A Constitutional Culture: New England’s Struggle Against Arbitrary Rule

In the wake of his 1660 restoration, Charles II’s government demanded that Puritan-led colonies change their voting practices, baptismal policies, and laws. For many New Englanders, these innovations were tantamount to an all-out challenge to their founding principles: self-government, religious accountability, accessible courts. Would they agree to Charles II’s demands? Watch this illuminating and original presentation by Adrian Chastain Weimer to understand the deep roots of a constitutional culture long before the American Revolution.

(Above) Lori Stokes introduces Adrian Chastain Weimer, professor of history at Providence College. She is the author most recently of A Constitutional Culture: New England and the Struggle against Arbitrary Rule in the Restoration Empire, which centers on grassroots political mobilizing in the 1660s, when Puritan colonists creatively organized to protect local institutions from the demands of the newly restored Stuart monarchy. She begins with the story of Hannah Waterhouse.

To enforce his demands for greater fealty, the king sent four royal commissioners on warships, ostensibly headed for New Netherland but easily redirected toward Boston. In the face of this threat to local rule, colonists had to decide whether they would submit to the royal commissioners’ authority, which they viewed as arbitrary because it was not accountable to the people, or whether they would take action to defy the crown. (Above, right) a potrait of Hugh Peters.
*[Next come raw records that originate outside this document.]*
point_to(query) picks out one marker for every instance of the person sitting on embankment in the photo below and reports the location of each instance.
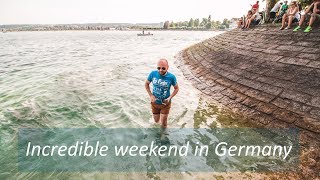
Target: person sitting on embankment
(254, 19)
(313, 14)
(291, 16)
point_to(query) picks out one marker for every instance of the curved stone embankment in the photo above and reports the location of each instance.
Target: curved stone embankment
(270, 76)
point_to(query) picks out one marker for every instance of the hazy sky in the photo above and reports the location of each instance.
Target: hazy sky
(110, 11)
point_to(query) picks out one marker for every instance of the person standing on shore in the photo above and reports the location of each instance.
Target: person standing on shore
(160, 98)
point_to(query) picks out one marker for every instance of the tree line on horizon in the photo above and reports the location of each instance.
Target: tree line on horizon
(195, 23)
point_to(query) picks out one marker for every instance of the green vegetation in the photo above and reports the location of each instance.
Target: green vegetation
(193, 24)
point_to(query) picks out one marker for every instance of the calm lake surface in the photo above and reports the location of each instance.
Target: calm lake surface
(89, 79)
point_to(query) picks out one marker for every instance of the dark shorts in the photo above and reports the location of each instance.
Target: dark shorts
(160, 108)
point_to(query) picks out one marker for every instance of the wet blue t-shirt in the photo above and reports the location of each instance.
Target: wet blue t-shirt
(161, 85)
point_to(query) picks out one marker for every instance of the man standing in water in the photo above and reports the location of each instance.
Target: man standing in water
(160, 97)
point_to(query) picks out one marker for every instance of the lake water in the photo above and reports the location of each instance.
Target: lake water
(89, 79)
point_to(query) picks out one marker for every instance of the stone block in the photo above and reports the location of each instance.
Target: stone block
(296, 61)
(309, 124)
(290, 48)
(280, 102)
(287, 116)
(296, 96)
(308, 56)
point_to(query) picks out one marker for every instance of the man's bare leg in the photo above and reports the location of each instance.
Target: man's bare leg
(164, 120)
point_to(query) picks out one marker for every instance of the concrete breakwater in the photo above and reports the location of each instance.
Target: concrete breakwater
(265, 74)
(268, 76)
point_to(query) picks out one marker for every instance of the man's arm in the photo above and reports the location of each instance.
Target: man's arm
(315, 7)
(152, 97)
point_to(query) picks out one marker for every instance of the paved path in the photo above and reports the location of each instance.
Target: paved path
(270, 76)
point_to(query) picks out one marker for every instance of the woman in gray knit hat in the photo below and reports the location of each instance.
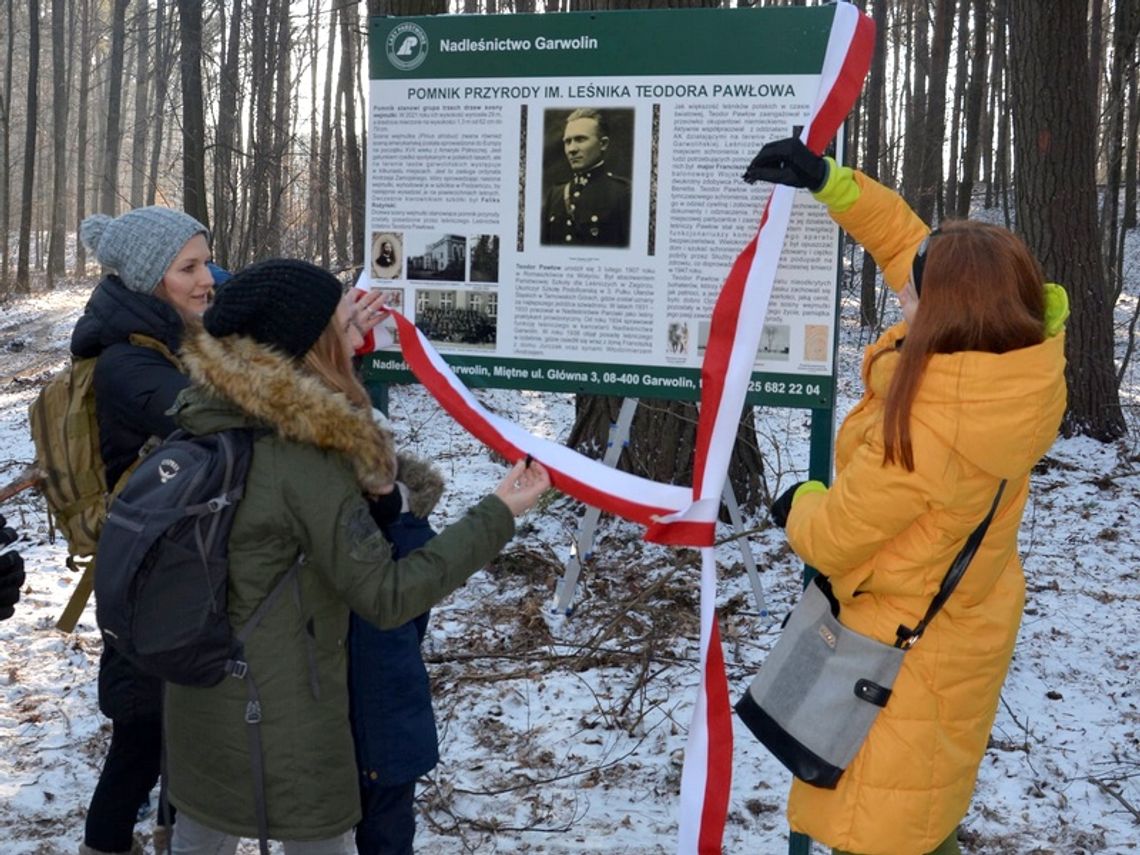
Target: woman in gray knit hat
(133, 324)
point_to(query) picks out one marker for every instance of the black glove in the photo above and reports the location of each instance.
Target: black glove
(790, 162)
(11, 572)
(782, 506)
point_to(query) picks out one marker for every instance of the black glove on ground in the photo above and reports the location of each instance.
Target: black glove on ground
(782, 506)
(11, 572)
(790, 162)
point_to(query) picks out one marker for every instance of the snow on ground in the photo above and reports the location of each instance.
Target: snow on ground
(564, 734)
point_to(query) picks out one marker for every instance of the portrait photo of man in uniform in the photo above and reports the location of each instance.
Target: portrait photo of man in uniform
(387, 255)
(587, 197)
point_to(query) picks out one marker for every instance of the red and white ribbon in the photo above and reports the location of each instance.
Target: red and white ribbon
(674, 514)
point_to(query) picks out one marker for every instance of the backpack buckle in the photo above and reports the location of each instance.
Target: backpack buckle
(218, 503)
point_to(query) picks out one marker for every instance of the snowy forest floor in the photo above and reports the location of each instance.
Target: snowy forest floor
(566, 734)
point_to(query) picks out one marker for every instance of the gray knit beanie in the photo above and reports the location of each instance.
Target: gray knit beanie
(141, 244)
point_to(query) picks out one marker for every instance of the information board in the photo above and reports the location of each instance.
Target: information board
(555, 200)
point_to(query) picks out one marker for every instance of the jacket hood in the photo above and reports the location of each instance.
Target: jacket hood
(238, 382)
(999, 410)
(113, 312)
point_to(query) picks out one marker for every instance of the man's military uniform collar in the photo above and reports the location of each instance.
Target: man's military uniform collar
(583, 178)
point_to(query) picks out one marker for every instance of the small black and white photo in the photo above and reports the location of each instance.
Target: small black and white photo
(387, 255)
(587, 162)
(440, 258)
(485, 257)
(458, 319)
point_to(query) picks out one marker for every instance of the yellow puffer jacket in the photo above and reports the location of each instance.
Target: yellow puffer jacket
(885, 537)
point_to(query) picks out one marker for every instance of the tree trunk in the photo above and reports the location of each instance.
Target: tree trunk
(872, 151)
(934, 128)
(194, 147)
(353, 159)
(325, 168)
(108, 194)
(918, 63)
(27, 195)
(1124, 38)
(81, 152)
(949, 197)
(225, 181)
(6, 152)
(1130, 153)
(59, 132)
(141, 94)
(282, 136)
(163, 64)
(1056, 197)
(975, 98)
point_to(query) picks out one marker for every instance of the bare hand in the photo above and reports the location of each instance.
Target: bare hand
(368, 310)
(522, 486)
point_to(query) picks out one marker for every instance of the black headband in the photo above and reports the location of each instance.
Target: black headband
(920, 261)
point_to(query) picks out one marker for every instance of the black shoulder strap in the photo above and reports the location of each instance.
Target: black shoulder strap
(906, 636)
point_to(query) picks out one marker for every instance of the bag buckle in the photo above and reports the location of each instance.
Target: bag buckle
(905, 637)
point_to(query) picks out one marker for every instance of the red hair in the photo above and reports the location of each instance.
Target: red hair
(982, 290)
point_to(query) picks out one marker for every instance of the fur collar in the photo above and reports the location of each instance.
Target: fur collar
(299, 407)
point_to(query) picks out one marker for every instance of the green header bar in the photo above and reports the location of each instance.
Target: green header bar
(625, 381)
(789, 40)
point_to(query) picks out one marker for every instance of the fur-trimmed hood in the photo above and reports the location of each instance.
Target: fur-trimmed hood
(270, 391)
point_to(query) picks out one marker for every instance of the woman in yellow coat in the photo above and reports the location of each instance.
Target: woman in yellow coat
(966, 391)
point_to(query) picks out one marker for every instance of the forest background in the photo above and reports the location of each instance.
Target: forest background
(251, 114)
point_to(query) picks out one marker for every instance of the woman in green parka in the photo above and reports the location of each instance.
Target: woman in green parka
(273, 355)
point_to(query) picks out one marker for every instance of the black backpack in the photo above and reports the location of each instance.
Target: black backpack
(162, 563)
(162, 571)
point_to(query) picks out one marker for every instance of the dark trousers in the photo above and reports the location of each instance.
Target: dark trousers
(389, 822)
(129, 773)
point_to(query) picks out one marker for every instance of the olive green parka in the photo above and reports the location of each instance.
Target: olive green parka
(303, 497)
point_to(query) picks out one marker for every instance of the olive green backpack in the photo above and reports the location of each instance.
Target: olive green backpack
(71, 470)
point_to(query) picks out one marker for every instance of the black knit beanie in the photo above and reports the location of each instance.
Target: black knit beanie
(282, 302)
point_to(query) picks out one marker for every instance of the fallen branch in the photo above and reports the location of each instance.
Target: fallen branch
(1109, 791)
(29, 478)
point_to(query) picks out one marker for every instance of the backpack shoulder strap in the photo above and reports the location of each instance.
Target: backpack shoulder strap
(141, 340)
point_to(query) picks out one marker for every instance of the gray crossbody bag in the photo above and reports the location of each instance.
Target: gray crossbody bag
(822, 685)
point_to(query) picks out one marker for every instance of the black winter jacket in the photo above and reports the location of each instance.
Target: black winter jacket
(133, 388)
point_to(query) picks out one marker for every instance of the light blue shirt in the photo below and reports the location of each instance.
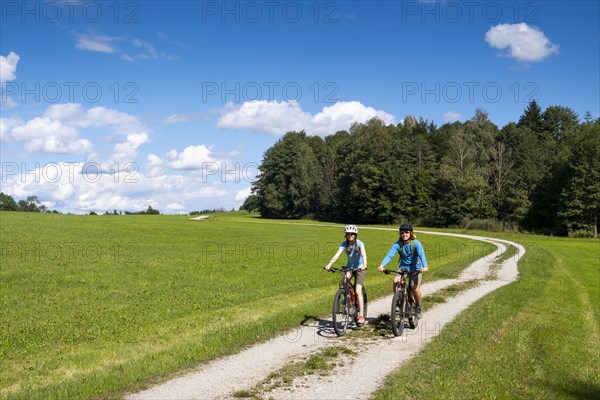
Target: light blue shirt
(355, 256)
(412, 259)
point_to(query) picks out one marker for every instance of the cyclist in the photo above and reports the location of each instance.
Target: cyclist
(412, 257)
(357, 263)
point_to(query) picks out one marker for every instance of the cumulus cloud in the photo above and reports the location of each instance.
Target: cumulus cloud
(192, 157)
(127, 49)
(57, 131)
(242, 195)
(8, 68)
(98, 43)
(81, 187)
(277, 118)
(521, 41)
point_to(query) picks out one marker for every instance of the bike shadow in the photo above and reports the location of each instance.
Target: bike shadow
(324, 327)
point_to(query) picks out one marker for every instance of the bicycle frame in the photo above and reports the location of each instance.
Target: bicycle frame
(402, 303)
(345, 303)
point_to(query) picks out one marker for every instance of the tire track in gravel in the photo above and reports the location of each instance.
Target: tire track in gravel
(356, 380)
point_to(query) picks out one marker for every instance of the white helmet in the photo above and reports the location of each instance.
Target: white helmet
(351, 229)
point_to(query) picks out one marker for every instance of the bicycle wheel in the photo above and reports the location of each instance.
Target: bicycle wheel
(397, 313)
(413, 320)
(365, 302)
(340, 314)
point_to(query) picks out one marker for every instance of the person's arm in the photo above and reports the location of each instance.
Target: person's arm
(334, 258)
(388, 257)
(421, 253)
(363, 253)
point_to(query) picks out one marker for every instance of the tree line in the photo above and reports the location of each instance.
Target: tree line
(540, 174)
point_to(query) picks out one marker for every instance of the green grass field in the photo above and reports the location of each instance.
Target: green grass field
(98, 306)
(538, 338)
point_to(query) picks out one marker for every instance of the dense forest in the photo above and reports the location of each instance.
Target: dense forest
(540, 174)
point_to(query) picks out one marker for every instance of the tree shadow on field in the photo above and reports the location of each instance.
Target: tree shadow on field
(324, 326)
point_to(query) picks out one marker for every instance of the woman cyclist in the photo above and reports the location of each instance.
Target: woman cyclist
(357, 263)
(412, 257)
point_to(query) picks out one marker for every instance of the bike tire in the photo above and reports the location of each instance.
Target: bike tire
(365, 301)
(365, 305)
(340, 313)
(397, 313)
(413, 320)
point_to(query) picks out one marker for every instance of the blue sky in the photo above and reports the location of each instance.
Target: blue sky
(120, 105)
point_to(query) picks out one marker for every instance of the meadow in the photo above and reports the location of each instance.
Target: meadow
(538, 338)
(99, 306)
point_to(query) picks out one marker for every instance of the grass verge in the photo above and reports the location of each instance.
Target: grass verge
(537, 338)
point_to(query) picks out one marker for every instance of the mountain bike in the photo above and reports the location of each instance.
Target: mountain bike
(403, 303)
(345, 303)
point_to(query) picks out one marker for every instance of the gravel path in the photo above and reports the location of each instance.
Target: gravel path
(375, 359)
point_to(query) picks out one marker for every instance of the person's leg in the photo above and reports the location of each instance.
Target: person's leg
(360, 281)
(416, 289)
(397, 279)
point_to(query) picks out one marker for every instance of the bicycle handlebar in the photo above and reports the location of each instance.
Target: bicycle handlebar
(343, 269)
(391, 271)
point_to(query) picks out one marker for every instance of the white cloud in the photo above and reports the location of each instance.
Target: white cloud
(8, 67)
(48, 136)
(128, 49)
(192, 157)
(242, 195)
(277, 118)
(57, 131)
(521, 41)
(66, 186)
(98, 43)
(452, 116)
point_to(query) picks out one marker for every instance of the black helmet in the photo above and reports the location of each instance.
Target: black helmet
(406, 227)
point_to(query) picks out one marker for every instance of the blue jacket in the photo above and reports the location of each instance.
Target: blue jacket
(354, 257)
(411, 257)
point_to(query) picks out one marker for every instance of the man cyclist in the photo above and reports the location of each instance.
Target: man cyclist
(412, 257)
(357, 263)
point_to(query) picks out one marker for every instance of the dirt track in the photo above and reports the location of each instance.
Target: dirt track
(358, 378)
Those resisting the crown included not just freemen (that is, voters) but also people often seen as excluded or marginalized, such as non-freemen, indentured servants, and women. Together they crafted a potent regional constitutional culture in defiance of Charles II that was characterized by a skepticism of metropolitan ambition, a defense of civil and religious liberties, and a conviction that their self-government was divinely sanctioned. They expressed this constitutional culture through a set of well-rehearsed practices – including fast days, debates, committee work, and petitions. Equipped with a ready vocabulary for criticizing arbitrary rule, with a providentially informed capacity for risk-taking, and with a set of intellectual frameworks for divided sovereignty, the constitutional culture that New Englanders forged would not easily succumb to an imperial authority intent on consolidating its power.